センサーデータをJSON形式にまとめて送信します:

// JSONデータの作成
cJSON *root = cJSON_CreateObject();
cJSON_AddNumberToObject(root, "temperature", 24.8);
cJSON_AddNumberToObject(root, "humidity", 55);
cJSON_AddStringToObject(root, "device_id", "ESP32-S3-Azure");

char *post_data = cJSON_PrintUnformatted(root);

// HTTPクライアントの初期化と送信
esp_http_client_handle_t client = esp_http_client_init(&config);
esp_http_client_set_header(client, "Content-Type", "application/json");
esp_http_client_set_post_field(client, post_data, strlen(post_data));

esp_err_t err = esp_http_client_perform(client);
if (err == ESP_OK) {
    ESP_LOGI(TAG, "Azure Success! Status = %d", 
             esp_http_client_get_status_code(client));
} else {
    ESP_LOGE(TAG, "Azure Failed: %s", esp_err_to_name(err));
}

// メモリ解放
esp_http_client_cleanup(client);
cJSON_Delete(root);
free(post_data);

4. Wi-Fi接続の自動リトライ

クラウド連携では、ネットワークの安定性が重要です。

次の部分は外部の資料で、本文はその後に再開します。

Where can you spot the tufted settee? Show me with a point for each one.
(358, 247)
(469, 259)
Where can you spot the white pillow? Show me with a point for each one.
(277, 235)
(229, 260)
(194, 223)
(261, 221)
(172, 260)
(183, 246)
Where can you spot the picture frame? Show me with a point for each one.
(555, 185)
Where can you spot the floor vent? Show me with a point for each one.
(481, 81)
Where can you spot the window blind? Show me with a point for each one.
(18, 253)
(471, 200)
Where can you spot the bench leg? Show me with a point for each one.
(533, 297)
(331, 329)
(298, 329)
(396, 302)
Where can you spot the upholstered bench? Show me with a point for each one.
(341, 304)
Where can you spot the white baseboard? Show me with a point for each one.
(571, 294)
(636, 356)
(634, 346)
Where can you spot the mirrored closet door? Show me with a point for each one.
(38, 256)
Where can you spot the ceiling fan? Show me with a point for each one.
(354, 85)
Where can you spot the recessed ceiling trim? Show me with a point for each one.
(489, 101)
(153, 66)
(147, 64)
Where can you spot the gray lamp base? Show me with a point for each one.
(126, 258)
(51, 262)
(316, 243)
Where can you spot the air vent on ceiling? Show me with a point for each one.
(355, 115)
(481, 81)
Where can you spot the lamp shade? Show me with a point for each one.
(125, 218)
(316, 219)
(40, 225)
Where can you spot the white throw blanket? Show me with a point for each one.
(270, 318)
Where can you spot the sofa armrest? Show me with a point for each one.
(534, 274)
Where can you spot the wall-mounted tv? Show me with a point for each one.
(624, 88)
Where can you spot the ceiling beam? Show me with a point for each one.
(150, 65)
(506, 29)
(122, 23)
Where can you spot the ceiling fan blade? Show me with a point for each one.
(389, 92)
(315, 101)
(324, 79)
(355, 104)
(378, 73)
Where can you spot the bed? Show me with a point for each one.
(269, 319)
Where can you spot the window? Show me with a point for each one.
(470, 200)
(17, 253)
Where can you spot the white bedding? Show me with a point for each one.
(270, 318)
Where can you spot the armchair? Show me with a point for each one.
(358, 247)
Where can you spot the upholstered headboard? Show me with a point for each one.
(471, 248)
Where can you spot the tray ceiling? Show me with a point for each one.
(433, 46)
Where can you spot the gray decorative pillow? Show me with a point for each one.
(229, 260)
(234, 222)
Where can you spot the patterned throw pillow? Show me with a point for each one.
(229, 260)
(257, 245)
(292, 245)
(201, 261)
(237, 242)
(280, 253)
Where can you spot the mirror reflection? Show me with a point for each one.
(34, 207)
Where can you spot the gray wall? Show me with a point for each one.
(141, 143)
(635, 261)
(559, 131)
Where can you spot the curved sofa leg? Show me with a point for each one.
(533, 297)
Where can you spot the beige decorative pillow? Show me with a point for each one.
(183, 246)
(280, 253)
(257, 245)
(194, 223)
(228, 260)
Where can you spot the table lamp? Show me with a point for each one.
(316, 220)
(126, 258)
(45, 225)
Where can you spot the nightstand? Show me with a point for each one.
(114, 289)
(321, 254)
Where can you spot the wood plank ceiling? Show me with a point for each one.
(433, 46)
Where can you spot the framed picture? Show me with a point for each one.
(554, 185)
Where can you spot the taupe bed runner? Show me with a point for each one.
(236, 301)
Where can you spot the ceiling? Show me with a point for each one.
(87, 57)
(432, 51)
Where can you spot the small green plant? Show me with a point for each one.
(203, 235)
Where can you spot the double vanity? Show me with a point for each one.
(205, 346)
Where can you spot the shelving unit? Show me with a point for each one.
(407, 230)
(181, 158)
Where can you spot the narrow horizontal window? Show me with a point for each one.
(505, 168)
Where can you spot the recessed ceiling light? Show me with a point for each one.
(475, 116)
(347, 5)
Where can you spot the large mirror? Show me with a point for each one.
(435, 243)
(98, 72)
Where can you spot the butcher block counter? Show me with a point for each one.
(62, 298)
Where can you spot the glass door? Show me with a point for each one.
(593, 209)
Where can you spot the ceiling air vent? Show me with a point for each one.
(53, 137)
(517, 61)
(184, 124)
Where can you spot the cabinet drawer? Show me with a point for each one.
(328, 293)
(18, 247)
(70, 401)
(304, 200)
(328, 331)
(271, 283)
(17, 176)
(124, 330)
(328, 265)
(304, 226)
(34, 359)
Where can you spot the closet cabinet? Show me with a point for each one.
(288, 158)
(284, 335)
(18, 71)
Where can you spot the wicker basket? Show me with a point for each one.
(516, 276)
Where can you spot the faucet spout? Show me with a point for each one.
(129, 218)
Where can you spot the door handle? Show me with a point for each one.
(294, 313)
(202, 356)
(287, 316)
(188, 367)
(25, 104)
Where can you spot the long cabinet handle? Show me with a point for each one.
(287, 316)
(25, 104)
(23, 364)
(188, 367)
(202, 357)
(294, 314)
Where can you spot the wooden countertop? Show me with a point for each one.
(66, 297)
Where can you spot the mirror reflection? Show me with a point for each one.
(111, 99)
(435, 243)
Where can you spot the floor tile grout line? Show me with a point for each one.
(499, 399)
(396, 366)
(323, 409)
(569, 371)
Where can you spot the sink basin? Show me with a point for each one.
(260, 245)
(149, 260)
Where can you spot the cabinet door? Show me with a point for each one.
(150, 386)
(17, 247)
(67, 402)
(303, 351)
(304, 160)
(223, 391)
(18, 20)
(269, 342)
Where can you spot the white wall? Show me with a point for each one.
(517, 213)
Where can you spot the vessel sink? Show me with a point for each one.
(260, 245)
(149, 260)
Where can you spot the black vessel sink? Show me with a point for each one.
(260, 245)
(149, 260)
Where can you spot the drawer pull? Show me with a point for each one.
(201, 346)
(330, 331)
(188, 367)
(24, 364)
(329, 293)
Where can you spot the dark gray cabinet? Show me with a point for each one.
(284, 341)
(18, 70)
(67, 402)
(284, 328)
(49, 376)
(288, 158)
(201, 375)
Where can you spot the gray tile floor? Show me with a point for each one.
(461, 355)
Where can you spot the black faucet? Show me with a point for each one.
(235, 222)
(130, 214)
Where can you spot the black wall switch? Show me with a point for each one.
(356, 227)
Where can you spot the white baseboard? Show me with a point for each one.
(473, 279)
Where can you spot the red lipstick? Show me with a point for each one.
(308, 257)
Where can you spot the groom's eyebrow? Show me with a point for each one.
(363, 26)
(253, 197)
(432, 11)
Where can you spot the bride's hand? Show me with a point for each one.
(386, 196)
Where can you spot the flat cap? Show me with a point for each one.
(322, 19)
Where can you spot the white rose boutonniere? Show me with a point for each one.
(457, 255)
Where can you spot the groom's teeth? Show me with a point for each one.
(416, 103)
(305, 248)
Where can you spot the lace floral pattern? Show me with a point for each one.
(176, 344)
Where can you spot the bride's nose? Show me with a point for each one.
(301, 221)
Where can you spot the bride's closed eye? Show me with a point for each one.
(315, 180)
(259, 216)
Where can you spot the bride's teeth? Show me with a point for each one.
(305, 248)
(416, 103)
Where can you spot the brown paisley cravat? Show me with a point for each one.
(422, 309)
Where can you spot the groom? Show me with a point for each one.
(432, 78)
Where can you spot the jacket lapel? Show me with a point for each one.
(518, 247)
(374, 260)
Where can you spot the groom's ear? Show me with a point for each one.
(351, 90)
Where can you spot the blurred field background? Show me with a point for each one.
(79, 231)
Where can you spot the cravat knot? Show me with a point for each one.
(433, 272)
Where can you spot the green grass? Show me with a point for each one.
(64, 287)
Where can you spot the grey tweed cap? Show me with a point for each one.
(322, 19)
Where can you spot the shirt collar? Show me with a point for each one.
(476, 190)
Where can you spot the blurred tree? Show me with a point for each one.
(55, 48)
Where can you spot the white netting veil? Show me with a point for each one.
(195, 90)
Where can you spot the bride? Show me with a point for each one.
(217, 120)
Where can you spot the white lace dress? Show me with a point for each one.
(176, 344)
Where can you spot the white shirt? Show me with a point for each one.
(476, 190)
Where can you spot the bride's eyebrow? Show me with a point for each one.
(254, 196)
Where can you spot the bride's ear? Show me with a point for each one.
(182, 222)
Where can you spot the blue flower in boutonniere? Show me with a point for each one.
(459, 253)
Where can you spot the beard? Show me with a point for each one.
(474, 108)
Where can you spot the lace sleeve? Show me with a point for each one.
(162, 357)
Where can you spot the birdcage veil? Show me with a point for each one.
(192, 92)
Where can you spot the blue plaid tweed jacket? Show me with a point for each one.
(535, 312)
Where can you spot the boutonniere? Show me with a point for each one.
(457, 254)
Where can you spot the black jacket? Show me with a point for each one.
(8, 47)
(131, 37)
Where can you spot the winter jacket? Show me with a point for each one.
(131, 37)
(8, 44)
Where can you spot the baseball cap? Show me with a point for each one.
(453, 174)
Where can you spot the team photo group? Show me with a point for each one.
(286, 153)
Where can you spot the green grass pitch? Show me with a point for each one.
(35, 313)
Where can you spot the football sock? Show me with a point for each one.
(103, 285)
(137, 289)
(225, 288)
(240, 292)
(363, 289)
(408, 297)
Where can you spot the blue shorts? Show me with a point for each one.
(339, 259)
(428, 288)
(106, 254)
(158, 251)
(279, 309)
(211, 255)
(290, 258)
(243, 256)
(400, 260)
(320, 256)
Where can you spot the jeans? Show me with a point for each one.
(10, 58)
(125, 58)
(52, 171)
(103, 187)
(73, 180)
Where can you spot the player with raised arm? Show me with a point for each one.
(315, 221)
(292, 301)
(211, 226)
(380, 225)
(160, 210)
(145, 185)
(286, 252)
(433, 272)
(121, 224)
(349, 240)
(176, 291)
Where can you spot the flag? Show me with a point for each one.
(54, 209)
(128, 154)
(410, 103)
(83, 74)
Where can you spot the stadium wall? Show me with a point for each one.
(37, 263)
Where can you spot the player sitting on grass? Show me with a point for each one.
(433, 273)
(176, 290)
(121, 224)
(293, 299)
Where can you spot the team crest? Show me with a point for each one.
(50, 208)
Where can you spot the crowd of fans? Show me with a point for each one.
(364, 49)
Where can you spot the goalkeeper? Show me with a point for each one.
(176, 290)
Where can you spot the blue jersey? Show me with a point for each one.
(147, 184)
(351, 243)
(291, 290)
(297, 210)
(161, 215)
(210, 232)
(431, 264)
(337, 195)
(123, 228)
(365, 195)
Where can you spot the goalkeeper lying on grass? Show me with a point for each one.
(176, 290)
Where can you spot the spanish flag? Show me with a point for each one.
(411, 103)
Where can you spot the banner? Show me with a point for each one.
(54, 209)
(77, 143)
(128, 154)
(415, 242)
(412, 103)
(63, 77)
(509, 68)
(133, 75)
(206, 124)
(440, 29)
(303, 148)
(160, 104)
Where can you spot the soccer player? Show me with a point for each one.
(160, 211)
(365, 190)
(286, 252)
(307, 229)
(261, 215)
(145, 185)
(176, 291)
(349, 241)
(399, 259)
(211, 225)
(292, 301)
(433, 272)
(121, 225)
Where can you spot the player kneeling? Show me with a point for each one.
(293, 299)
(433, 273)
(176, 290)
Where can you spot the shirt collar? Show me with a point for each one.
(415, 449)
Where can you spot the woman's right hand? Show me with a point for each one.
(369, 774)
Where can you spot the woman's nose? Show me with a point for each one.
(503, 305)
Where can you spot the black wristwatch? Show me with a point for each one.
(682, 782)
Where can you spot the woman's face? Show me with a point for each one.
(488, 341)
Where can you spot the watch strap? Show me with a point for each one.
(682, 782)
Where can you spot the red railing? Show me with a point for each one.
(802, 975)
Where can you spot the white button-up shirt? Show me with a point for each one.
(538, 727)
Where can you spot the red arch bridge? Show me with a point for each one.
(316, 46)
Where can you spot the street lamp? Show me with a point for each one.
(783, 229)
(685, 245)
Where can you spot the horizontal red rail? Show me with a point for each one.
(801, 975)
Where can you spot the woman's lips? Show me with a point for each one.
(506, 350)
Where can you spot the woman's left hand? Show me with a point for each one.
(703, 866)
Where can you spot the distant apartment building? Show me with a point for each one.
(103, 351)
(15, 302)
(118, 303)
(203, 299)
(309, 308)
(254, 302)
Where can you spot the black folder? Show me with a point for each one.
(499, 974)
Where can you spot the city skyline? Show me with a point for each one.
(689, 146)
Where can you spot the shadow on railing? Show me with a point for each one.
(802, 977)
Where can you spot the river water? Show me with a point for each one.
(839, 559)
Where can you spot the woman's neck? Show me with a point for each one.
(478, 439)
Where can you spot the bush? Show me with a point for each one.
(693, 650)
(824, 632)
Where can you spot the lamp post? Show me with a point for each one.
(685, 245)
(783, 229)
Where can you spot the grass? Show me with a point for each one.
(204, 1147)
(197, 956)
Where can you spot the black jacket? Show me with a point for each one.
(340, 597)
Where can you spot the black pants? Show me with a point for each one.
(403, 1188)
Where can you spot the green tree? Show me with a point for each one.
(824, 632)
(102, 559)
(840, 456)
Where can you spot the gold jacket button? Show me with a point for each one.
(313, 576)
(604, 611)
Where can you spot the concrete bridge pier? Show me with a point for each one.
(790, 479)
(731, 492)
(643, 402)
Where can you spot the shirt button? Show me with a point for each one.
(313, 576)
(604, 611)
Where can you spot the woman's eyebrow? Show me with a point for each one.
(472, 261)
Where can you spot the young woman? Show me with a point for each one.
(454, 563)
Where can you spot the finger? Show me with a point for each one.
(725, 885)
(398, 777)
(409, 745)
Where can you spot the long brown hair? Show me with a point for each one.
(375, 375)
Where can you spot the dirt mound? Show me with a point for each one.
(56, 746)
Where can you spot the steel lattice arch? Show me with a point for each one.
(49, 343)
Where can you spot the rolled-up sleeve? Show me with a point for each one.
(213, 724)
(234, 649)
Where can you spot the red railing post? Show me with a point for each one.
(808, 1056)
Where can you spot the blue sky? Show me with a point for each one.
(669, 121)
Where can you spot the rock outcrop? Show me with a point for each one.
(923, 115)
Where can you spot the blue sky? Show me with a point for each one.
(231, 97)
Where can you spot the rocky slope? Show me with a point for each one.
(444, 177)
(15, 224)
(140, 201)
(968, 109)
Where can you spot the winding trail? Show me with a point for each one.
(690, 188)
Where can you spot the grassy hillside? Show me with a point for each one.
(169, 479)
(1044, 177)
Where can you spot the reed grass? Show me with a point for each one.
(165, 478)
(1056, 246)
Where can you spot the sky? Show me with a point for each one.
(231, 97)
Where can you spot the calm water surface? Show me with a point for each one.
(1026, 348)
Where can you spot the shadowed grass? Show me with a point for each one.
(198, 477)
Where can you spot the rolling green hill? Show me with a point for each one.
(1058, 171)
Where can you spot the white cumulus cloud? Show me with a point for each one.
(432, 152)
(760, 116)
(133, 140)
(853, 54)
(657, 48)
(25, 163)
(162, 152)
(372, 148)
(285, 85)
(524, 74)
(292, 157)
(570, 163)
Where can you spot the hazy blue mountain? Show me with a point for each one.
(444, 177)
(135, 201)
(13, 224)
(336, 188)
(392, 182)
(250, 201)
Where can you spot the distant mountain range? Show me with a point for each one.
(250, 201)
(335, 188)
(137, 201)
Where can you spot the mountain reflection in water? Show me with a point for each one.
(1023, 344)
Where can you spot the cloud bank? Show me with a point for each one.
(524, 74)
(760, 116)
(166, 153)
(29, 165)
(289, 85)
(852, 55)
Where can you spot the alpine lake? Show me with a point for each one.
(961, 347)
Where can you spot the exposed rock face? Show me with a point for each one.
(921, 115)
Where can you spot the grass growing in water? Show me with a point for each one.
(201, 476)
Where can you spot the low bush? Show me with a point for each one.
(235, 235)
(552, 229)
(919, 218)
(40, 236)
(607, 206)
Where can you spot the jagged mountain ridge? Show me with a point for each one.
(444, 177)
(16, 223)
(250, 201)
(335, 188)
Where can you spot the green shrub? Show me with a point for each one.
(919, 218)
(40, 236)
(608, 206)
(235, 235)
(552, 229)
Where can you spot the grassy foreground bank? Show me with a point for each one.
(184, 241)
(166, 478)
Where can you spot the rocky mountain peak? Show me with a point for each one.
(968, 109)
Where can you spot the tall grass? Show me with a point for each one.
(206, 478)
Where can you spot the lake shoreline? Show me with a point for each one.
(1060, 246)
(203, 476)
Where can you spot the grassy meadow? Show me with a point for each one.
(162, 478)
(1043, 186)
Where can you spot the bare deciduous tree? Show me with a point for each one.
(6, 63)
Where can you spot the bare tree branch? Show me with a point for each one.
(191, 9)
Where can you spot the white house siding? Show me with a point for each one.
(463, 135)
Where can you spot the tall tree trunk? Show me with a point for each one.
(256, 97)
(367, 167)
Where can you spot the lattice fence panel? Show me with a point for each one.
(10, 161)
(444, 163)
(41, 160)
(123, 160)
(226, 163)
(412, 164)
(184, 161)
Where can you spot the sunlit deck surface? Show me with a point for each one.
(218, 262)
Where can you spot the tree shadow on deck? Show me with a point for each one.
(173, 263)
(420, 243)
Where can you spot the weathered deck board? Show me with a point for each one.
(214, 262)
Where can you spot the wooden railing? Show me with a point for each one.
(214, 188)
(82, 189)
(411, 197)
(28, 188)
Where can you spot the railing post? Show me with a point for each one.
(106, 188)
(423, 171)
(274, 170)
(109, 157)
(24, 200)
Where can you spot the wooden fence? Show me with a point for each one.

Wi-Fi切断時に自動再接続する仕組みを実装します:

static void event_handler(void* arg, esp_event_base_t event_base,
                          int32_t event_id, void* event_data) {
    if (event_base == WIFI_EVENT && event_id == WIFI_EVENT_STA_DISCONNECTED) {
        esp_wifi_connect();
        ESP_LOGI(TAG, "Retry connecting to Azure...");
    } else if (event_base == IP_EVENT && event_id == IP_EVENT_STA_GOT_IP) {
        xEventGroupSetBits(s_wifi_event_group, WIFI_CONNECTED_BIT);
    }
}

運命の瞬間:ログストリームでの確認

実装ができたら、Azureポータルの「ログ ストリーム」を開いて、ESP32-S3を起動しましょう。

ログストリームの表示方法

  1. Azure Portal で Function App を開く
  2. 左メニューから「ログ ストリーム」を選択
  3. ESP32-S3の電源を入れてデータ送信を開始
Azureポータルのログ画面。ESP32からのデータが届く瞬間

Azureポータルのログ画面。ESP32からのデータが届く瞬間

画面に以下のようなログが表示されれば成功です!

2026-02-01T12:34:56.789 [Information] Received from ESP32-S3-Azure: Temp=24.8, Humi=55

サーバーレスの応答性は非常に高く、送信からわずか数ミリ秒で処理されるその速さを実感できるはずです。


トラブルシューティング:よくあるエラーと対処法

1. ESP_ERR_ESP_TLS_FAILED_CONNECT_TO_HOST

原因: SSL/TLS証明書の検証に失敗しています。

対処法:

// menuconfig でルート証明書バンドルを有効化
Component config  ESP-TLS  [*] Enable trusted root certificate bundle

2. 401 Unauthorized

原因: 関数キー(?code=...)が間違っているか、含まれていません。

対処法:

  • Azure Portal で関数キーを再確認
  • URLに ?code=...必ず含まれていることを確認

3. 400 Bad Request

原因: 送信しているJSONの形式が間違っています。

対処法:

// Content-Typeヘッダーを必ず設定
esp_http_client_set_header(client, "Content-Type", "application/json");

// JSONが正しく生成されているか確認
ESP_LOGI(TAG, "Sending JSON: %s", post_data);

まとめ:クラウド連携で広がる可能性

今回の手順で、「クラウドにデータを届ける」という強固な土台が完成しました。

実現できたこと

データが届く: function_app.py が正しく動作し、ESP32からのデータを受信
安全に届く: HTTPSでセキュアに送信
構造化される: JSON形式でデバイス名や値を整理
リアルタイム性: 数ミリ秒での応答を実現

これから広がる応用例

この土台ができれば、以下のような応用が可能になります:

  • 📊 データベースに保存: Cosmos DBやSQL Databaseに蓄積して時系列分析
  • 📱 異常通知: 温度が閾値を超えたらLINEやメールで通知
  • 📈 可視化ダッシュボード: Power BIやGrafanaでリアルタイム監視
  • 🤖 AI連携: Azure Cognitive Servicesで画像認識や音声認識
  • 🌐 複数デバイス管理: IoT Hubを使った大規模デバイス制御

可能性は無限大です。 まずは今回の基礎をしっかりマスターしましょう。


技術資料とコード

今回の完全なソースコードはGitHubで公開しています。

📦 GitHubでコードを見る

プロジェクト構成

esp32-azure-demo/
├── main/
│   └── main.c          # ESP32-S3側のメインコード
├── azure/
│   └── function_app.py # Azure Functions Python v2コード
└── README.md

動作環境

ESP32側:

  • ESP-IDF v5.5.2
  • ESP32-S3 DevKitC-1
  • Wi-Fi 2.4GHz対応環境

Azure側:

  • Azure Functions Python 3.11
  • Linux Consumption Plan
  • 無料枠で動作可能

おわりに

IoTデバイスとクラウドの連携は、最初は難しく感じるかもしれません。しかし、今回のように一歩ずつ積み上げることで、確実に動くシステムが作れます。

今後、このデータをCosmos DBに保存し、時系列データとして蓄積・可視化する方法を解説予定です。お楽しみに!